Lovell partnerships housing business reports operating profit of £37m as owner Morgan Sindall pays £49m charge
Morgan Sindall, parent company of partnerships housing firm Lovell, has seen its profit hit after the firm said it was making a £49m provision to carry out cladding repair work required by government legislation.
The cladding provision had already been flagged, and this morning Morgan Sindall said the cost of meeting the developer pledge under the Building Safety Act would be £48.9m.
The confirmation of the charge came as the firm revealed that its partnership housing division, which mainly comprises the Lovell business, made an operating profit of £37.4m for the 2022 calendar year, up 13%, on turnover of £696m, up 22%.
The charge meant Morgan Sindall’s pre-tax profit was dragged down a third to £85m on turnover up 12% to £3.6bn. However, underlying pre-tax profit was up 7% to £136m and Morgan said its expectations for the year ahead remained unchanged, with broker Numis expecting profit to be around £132.5m this year before climbing to £139m next.
Speaking about the partnership housing business, Morgan Sindall chief executive John Morgan said: “It’s doing very well. There’s plenty of schemes to go for but we’re going to sell less because the market is not as strong as last year.”

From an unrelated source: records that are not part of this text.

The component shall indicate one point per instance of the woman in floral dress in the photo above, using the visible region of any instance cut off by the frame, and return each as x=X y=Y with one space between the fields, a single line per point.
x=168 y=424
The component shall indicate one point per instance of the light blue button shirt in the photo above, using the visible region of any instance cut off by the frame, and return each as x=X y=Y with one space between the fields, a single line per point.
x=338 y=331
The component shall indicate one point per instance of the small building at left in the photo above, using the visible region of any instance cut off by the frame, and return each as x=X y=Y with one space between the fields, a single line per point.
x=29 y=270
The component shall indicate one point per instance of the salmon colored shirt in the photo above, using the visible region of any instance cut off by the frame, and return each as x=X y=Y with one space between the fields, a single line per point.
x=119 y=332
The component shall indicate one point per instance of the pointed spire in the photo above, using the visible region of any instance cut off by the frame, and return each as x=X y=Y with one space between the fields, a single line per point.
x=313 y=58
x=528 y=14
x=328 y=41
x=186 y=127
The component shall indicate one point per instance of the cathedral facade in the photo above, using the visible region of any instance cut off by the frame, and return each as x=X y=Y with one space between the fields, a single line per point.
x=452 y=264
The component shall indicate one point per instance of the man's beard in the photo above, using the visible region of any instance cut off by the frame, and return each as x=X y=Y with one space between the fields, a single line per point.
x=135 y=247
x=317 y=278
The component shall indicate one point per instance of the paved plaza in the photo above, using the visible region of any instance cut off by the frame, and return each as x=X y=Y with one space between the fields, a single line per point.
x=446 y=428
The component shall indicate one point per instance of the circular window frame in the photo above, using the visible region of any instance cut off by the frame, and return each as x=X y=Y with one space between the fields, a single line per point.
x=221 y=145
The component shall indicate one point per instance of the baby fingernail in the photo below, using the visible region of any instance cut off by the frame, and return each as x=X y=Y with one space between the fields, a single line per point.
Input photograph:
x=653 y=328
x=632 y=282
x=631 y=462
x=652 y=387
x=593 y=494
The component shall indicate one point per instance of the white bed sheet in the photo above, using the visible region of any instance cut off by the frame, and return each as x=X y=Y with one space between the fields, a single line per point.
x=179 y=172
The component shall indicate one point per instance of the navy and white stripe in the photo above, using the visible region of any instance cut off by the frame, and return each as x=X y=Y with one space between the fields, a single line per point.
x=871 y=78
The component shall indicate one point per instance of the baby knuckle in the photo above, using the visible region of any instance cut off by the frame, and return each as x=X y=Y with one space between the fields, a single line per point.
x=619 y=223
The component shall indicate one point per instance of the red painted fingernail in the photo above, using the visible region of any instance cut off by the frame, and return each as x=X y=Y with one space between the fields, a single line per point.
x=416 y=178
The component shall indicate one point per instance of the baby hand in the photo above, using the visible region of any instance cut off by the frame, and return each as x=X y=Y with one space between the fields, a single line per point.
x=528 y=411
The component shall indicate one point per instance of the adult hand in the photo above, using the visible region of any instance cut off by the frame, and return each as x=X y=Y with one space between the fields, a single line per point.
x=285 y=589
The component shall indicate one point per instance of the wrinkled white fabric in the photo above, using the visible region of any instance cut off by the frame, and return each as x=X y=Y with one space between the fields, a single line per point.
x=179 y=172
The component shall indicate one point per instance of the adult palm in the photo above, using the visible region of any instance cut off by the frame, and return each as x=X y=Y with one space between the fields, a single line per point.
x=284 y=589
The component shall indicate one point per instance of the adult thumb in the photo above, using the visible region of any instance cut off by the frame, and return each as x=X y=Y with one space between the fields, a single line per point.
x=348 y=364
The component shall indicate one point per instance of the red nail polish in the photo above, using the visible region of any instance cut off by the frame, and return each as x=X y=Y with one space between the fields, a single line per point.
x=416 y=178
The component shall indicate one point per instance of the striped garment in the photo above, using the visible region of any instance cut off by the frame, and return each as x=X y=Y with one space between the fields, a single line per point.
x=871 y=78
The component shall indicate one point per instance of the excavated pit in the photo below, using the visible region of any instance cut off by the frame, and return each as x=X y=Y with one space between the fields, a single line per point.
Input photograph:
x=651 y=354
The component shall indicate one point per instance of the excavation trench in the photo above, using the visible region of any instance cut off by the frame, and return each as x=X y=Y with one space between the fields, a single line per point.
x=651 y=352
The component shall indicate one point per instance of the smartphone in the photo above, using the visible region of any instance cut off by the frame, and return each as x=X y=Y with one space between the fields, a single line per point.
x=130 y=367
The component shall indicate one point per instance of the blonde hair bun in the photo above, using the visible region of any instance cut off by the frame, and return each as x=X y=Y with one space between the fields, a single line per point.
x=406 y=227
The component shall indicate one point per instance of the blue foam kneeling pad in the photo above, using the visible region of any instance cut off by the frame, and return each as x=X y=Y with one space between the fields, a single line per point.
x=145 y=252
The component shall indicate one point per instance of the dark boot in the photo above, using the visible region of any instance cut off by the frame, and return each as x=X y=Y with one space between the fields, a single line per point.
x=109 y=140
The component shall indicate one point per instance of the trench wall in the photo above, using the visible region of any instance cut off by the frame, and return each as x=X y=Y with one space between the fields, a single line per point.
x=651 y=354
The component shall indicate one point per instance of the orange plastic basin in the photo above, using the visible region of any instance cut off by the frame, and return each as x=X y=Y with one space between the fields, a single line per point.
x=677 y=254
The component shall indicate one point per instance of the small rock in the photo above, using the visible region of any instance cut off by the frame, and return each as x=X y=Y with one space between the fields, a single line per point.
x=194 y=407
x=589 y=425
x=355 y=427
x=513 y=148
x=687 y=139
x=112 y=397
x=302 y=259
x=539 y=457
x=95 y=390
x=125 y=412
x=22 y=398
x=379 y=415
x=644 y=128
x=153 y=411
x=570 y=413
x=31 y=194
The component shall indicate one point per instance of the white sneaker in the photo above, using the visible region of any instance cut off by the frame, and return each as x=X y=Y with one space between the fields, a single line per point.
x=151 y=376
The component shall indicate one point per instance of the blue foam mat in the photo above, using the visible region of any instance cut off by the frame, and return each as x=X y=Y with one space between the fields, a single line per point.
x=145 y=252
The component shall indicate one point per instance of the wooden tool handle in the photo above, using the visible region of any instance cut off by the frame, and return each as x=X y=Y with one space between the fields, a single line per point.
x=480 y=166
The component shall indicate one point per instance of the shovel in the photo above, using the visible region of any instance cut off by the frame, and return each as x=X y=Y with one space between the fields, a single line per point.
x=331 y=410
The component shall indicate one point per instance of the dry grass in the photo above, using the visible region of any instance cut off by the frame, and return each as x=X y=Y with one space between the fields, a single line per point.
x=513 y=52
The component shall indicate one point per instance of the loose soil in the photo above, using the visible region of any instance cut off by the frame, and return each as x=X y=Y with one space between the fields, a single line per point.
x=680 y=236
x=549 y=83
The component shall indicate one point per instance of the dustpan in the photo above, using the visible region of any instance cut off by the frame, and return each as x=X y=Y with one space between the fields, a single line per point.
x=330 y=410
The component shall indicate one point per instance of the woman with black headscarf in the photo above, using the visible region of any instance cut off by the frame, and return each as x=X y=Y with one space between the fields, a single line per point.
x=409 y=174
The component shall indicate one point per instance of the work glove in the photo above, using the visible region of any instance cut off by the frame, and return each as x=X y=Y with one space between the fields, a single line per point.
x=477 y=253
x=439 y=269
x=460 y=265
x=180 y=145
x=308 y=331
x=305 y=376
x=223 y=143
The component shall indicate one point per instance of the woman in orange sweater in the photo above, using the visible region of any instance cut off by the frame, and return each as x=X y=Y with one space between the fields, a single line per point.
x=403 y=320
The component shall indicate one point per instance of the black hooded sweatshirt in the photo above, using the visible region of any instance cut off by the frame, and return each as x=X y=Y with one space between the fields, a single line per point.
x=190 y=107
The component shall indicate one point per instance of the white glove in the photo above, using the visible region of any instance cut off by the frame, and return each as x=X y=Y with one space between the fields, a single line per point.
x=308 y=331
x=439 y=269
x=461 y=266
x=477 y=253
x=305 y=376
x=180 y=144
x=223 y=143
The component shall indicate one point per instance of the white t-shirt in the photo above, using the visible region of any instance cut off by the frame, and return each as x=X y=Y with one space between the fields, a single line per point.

Like the major housebuilders, Morgan said sales at its affordable housing business had been hit by last September’s mini-Budget, although the firm did not break out by how much. “It certainly didn’t help,” said Morgan of former chancellor Kwasi Kwarteng’s statement, “although perhaps the market was softening anyway.”
Regarding the cladding charge, Morgan said: “It’s not through normal trading, this is very different to bad jobs. It really is an exceptional and it’s in the range that we had previously said it would be.”
The firm said the amount “does not include the benefit of any potential income subsequently received for recoveries from third parties” and Morgan added it was still mulling whether to try and recoup the money. “It’s early days and very difficult to know how this is going to pan out. This will take a long time. [The provision is] mostly with our urban regeneration business where other contractors did the work. Any other exceptional will be as profit.”
The firm’s fit-out business continues to boom with the company upgrading what it expects to make this year because of ongoing demand.
“There’s some big lease renewals, clients are changing space to make it more attractive and there’s a lot of work in energy efficiency,” Morgan said.
Along with ISG, its Overbury fit-out arm is due to return its bid for a £150m-plus deal to carry out work at the new Google headquarters building in King’s Cross any day now with the firm also set to start work later this year on a huge overhaul of Citi’s Canary Wharf headquarters in a deal which could end up being the firm’s biggest ever.
The job for the US investment bank has been given an official value of £100m but it is understood work on the 42-storey office tower at 25 Canada Square, completed in 2001, could be as much as four times that number.
But Morgan said most of its fit-out work is between £3m and £4m, adding: “We have lots and lots of smaller jobs for key clients. That’s the backbone of the business.” Revenue at fit-out was up 22% to £968m on operating profit up 18% to £52m.
The firm’s biggest business remains construction and infrastructure where revenue was up 3% to £1.6bn although operating profit was down 10% to £52m.
Margins at the business slipped to 3.3% but Morgan said it was still in track for a £2bn turnover business with operating margins at construction between 2.5% and 3% and between 3.5% and 4% at infrastructure. And he added: “Inflation is definitely moderating, particularly in labour, and materials are more available now.”
The firm’s order book was off 2% at £8.5bn while average daily net cash for the year was £256m, down from £291m last time.